Let's say I want to generate a shuffled list of 1000 unique numbers (the numbers can be just a range from 1 to 1000).
I can do that by expanding a range from 1 to 1000 to an actual list and then randomly shuffling elements. Language doesn't matter, but in python it might be implemented like this: random.shuffle(list(range(1000)))
.
But what if I need to generate, let's say, 10 billion numbers? Expanding the range to a list would require a lot of memory (about 74 GB of memory if a number is stored in 8 bytes). Shuffling would also require a lot of memory and time. But it's not required to generate all the numbers at a time, but instead it would be better to generate them one by one, saving the state, and not filling up the memory by storing all the numbers, but only one instead.
It's still required for numbers to be unique. Is there any algorithms for this purpose?
It would be also great if there was a way to fast restore the "state" of the generator at a given generation step. For example, if I have already generated 1 million numbers and the next number must be 10, it would be great if I could efficiently (without regenerating that million numbers again) restore the state at a step of 1 million and generate the next number - 10.
Are there such algorithms?
CodePudding user response:
10 billion numbers? Expanding the range to a list would require a lot of memory (about 74 GB of memory if a number is stored in 8 bytes)
One option is to track the numbers you've already returned using one bit each, in which case 10 billion numbers need 10 billion bits, so 1.25 GB. If you need a generator for a set of shuffled numbers that big, but will only end up retrieving e.g. 50% or 80%, the get-next-number generator could loop generating random indices in the bit array until it finds one not previously set. Generating lots of random numbers will be pretty slow though. If the generator must actually return all the 10 billion numbers eventually, then a loop and random probing will get exponentially less efficient, so you start having to loop for compromises.

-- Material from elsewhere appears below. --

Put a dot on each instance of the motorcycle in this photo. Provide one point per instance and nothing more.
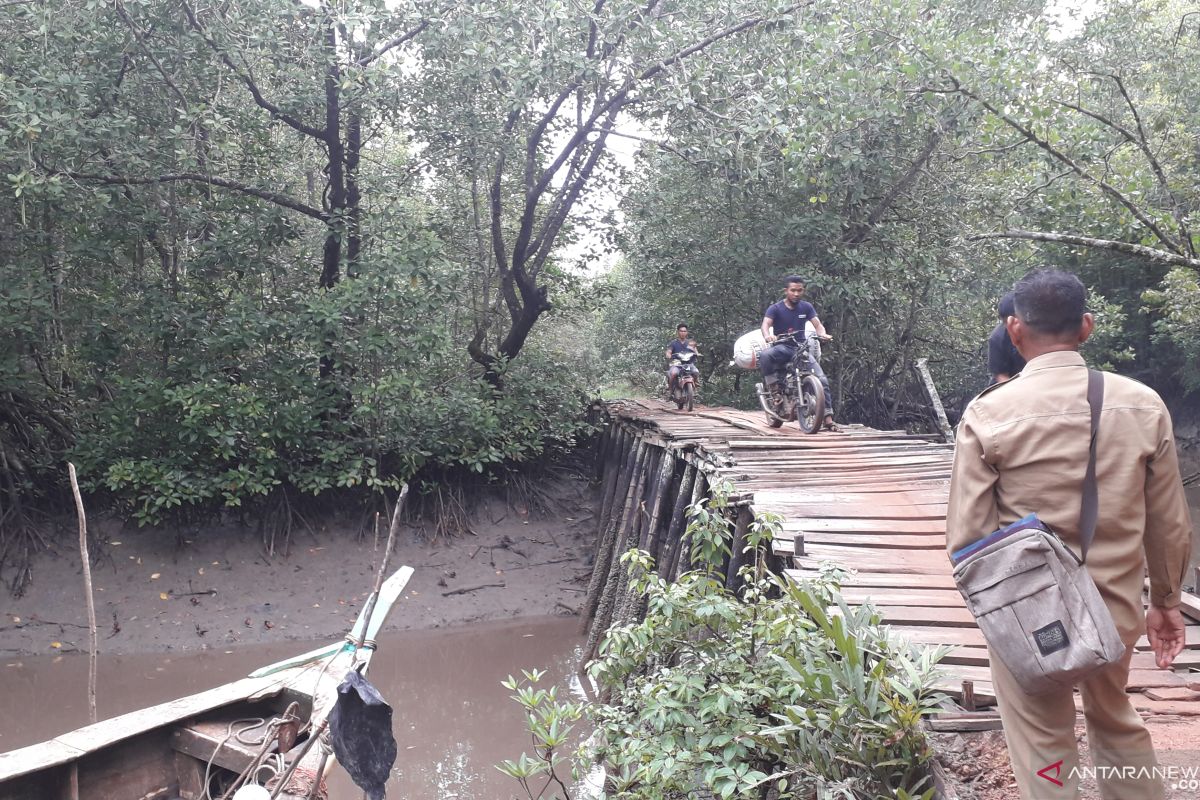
(802, 396)
(683, 392)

One mitigation is to probe at a random bit, but if it's already set... scan forwards to find the next unset bit... that will compromise some of the shuffling randomness properties, which you may or may not care about, but it'll let you get much closer to 100% before the performance tanks. You could do something where when you cross a certain threshold - say 97%, or the first time you search 100 bits and find them all already set, you then create a smaller container with the numbers that haven't been returned yet (not just bits representing them), shuffle that and start returning the remaining elements from there.
It would be also great if there was a way to fast restore the "state" of the generator at a given generation step. For example, if I have already generated 1 million numbers and the next number must be 10, it would be great if I could efficiently (without regenerating that million numbers again) restore the state at a step of 1 million and generate the next number - 10.
If you were using the above approach with a big bit-set, I can't see a fast way to restore to an arbitrary point. If the restore point was never too far back, you could obviously keep a container of intervening returned numbers and clear them from the bitset, then restore the PRNG to the earlier state, but that gets slower and more memory-consuming as the number of intervening results increases.
CodePudding user response:
Are there such algorithms?
Yes. You can acchive exaclty what you are looking for using a invertible hash function.
Say you want to generate random non-repeating numbers between 0
and n
: You need a seeded invertible hash function for m=log2(next_power_of_two(n))
bits and simply iterate through all numbers from 0 to n
hash those and reject every number greater than n.
Here is a great write-up about it: https://andrew-helmer.github.io/permute/
There is one small caveat: The range must be sufficiently big to be able to write good hash functions for it.
It would be also great if there was a way to fast restore the "state" of the generator at a given generation step.
This is possible by just storing your last iteration index and the seed.
CodePudding user response:
Use an encryption with a large enough block size so your upper limit will fit into a single block. AES uses 128 bit blocks while DES uses 64 bit blocks. Other block sizes are possible.
Encryption is a one-to-one mapping, so given unique inputs you are guaranteed unique outputs, provided you keep the same key. Just encrypt the numbers 0, 1, 2, 3... keeping track of where you have got to, so you don't repeat a number.
Depending on your upper limit, you may need to use some Format Preserving Encryption technique if the initial encryption gives a number that is out of range. For numbers, cycle walking should be enough to get a number within range.